Der Verfassungsschutz ist ein Geheimdienst und aus guten Gründen zu Überparteilichkeit verpflichtet. In die Debatte zum AfD-Parteitag interveniert er kurzfristig und einschneidend. Ist das legitim?
Aktuell betätigt sich Verfassungsschutz-Chef Thomas Haldenwang (CDU) als politischer Kommentator. Er beteiligt sich unmittelbar am Meinungsbildungsprozess, indem er den Medien seine Einschätzungen zum jüngsten AfD-Parteitag mitteilt, die drastisch sind, dünn belegt und bestenfalls streitbar argumentiert sind.
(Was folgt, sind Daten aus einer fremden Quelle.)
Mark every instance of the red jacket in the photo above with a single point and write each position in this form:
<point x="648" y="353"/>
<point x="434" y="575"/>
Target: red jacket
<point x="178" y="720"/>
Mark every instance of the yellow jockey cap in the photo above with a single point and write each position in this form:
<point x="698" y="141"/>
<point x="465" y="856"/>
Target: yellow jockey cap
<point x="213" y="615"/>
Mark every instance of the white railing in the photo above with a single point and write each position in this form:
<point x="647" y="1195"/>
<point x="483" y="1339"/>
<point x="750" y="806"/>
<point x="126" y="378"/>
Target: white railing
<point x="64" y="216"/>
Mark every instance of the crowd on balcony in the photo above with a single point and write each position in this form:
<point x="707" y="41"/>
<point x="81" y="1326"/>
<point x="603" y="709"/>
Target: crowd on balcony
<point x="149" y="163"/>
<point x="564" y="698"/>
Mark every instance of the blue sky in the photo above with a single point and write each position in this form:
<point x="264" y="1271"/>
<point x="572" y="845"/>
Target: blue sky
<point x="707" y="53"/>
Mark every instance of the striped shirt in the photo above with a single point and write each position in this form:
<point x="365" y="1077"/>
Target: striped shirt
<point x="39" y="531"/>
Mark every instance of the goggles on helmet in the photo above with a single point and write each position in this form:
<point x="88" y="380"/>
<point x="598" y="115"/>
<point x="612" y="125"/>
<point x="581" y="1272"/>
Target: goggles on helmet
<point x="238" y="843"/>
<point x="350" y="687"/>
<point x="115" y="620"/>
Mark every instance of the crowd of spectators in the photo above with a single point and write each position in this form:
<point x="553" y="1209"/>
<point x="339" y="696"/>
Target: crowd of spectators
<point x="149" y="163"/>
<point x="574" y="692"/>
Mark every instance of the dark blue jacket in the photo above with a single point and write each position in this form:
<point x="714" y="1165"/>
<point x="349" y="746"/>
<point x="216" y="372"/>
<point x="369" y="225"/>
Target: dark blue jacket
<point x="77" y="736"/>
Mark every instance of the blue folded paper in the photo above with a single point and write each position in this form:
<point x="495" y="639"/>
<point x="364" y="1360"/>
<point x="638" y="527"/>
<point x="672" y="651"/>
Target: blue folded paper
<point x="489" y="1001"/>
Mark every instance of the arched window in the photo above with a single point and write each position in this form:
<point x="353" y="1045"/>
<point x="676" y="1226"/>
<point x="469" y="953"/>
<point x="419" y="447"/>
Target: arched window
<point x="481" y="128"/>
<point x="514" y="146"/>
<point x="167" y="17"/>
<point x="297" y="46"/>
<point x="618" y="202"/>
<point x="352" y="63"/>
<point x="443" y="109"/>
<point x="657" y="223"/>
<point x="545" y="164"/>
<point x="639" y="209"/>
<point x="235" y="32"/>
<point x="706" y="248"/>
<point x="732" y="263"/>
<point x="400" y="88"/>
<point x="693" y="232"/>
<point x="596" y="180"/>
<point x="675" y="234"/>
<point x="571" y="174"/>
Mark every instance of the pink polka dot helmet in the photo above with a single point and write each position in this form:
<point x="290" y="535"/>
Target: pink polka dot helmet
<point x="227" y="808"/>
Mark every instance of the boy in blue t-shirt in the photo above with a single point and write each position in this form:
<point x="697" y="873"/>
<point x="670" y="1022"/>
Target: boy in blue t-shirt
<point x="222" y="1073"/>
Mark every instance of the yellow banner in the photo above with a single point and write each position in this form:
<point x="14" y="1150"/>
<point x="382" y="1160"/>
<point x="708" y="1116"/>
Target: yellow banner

Seine Rechtfertigung für sein Vorgehen: Es diene „als Mittel einer wehrhaften Demokratie dem Zweck, die Öffentlichkeit über Bestrebungen und Verhaltensweisen zu unterrichten, die gegen die freiheitliche demokratische Grundordnung gerichtet sind.“ Ein einziges Beispiel führt er an: im Gerede von einem „Großen Austausch“ komme ein „ethnisches Volksverständnis“ zum Ausdruck. Das wäre ein „Anhaltspunkt“ dafür, dass „hier die Menschenwürdegarantie des Grundgesetzes“ infrage gestellt würde. Wer „Großer Austausch“ sagt, will den Verfassungsstaat abschaffen – findet Thomas Haldenwang. Im ZDF-heute-journal drückte er sein Verständnis von seinem (partei-)politischen Auftrag so aus. Seine Behörde sei „nicht allein dafür zuständig, die Umfragewerte der AfD zu senken.“
Zum AfD-Parteitag gibt es von ihm kein längeres Interview, kein schriftliches Statement, keine Auswertung. Es war, als ob der Moderator einer politischen Sendung live in die Verfassungsschutz-Behörde schaltete – die immerhin ein Inlandsgeheimdienst ist –, um die Meinung eines Experten einzuholen.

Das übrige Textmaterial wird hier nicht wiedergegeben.